I have made a bazillion boxes over the years. From way back when I was working wood with a rock and a dull butter knife for a chisel. For the most part I never had one kick my butt like the one I am doing today. In hindsight (which sucks pond scum) I should have made it out of cardboard first. It would have saved me a lot of frustration and wasted wood. At the end of the day I got it glued and cooking but I had to compromise and settle to get there.
doesn't matter now |
The boards are still flat and twist free. Once they are dovetailed together it won't matter anymore. The pins tails and will keep it flat and from bowing or cupping.
wowie |
This box is too big for my eyes. It will lose about an inch on the sides and ends due to the pins/tails. But that doesn't negate that this looks like a small suitcase.
lots of wasted space |
This box as is, is too big for the jig. There is plenty of space for the loose tenons but that isn't enough to sway me from saying it is still too large.
almost 4" |
The vacuum attachment port is the highest point on the jig. There is almost 4" of dead space above it. All I need is about a 1/2".
gained an inch |
When I measured this height yesterday I used my tape and it said it was over 8". Mr Starrett says it is a wee bit more then 7".
oops |
I made some pencil marks and made the first trimming saw cut on the box. Turns out that I made the box too small then for the jig. The handle wouldn't fit.
had too |
I had already removed the table to decrease the depth of the box. I had no choice but to remove the handle to get the jig to fit in the box. Not happy with that but I didn't want to start over again and turn these boards into kindling.

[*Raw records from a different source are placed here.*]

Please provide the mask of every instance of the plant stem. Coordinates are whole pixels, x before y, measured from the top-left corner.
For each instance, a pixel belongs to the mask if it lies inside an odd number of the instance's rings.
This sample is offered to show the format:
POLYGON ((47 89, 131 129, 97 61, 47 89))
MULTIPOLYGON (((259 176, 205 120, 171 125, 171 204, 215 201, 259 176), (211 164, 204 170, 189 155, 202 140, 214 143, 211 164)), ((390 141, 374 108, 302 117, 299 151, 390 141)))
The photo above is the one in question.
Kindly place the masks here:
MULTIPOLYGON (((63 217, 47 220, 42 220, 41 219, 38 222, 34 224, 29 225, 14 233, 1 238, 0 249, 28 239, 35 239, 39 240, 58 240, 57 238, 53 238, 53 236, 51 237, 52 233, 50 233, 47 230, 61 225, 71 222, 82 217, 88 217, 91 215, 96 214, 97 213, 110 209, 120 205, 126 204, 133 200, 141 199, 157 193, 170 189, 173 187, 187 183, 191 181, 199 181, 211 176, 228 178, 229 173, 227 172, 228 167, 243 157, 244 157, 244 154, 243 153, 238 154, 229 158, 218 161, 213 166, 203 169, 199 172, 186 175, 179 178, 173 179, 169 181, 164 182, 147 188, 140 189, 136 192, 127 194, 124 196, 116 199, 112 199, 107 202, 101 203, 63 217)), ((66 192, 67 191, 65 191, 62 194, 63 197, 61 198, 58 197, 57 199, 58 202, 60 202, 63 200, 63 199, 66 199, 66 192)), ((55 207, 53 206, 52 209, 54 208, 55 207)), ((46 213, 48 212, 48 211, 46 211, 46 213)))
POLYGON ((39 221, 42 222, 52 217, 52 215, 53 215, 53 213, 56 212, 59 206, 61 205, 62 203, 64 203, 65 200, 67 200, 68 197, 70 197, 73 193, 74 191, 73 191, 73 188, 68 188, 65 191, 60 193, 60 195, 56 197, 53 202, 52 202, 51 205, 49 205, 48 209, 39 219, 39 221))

shoulda, woulda, coulda, but didn't |
Maybe I should have just sucked it up and used the dimensions of the cardboard box that the jig came in. I made another saw cut reducing the height to a 1/2" higher than the cardboard box.
sometimes you get lucky |
The box as it is here, I can get the jig in it (broken down) along with the containers for the loose tenons.
off cuts |
These are from the two saw cuts I made on the box but they won't be wasted. I can get a couple of 5x7 picture frames out of them.
tails first |
Finally after a couple of hours of chasing my tail I got around to the dovetailing. I don't recall ever having these many problems making a box for a specific tool/purpose.
chopping board |
One thing about this is that I like that it keeps the chiseling marks from going into my benchtop. I have used this about 5-6 times and so far no complaints. The size has worked with everything I have used it for. But It won't work for stock longer than it is. Those I'll have to chop on the benchtop.
dry fitted |
Everything fits with a good use of space. I should have increased the height because I can't use an enclosed bottom and top - don't have room for the grooves for them. I thought I had allowed for it but I obviously measured/marked something wrong.
not what I wanted to do |
As of now the plan is to glue the plywood bottom on the bottom of the box and band the outside to hide the plywood edge. The top will be a frame and panel lid.
need a divider |
The divider will serve two purposes. One is separate the compartments for the jig and the tenons. Secondly it will help keep the contents from rocking and rolling as the box is moved around.
caught it too late |
Laid out one of the grooves for the divider wrong. Glad I caught it before it got glued together.
done |
Both of the grooves don't have to be the exact same depth. The divider will be fitted in glued in place after the box has cooked and set up.
loose fit |
I'm ok with the fit because it is a stopped dado so it won't be going anywhere.
banding |
I over shot the height on one of the divider grooves. This banding will hide any and all evidence of that from seeing the light. Plus it will hide the plywood edge which I am not fond of gazing upon.
past quitting time |
My goal was to get the box glued and cooking before said time. That was in the batter's box awaiting me. Decided to put in overtime to get it done.
dead nuts |
Didn't need any clamps to pull the tails down to their baselines. Accomplished that with a block of wood and mallet. Tomorrow I'll make the lid and slap on few coats of shellac and call this done.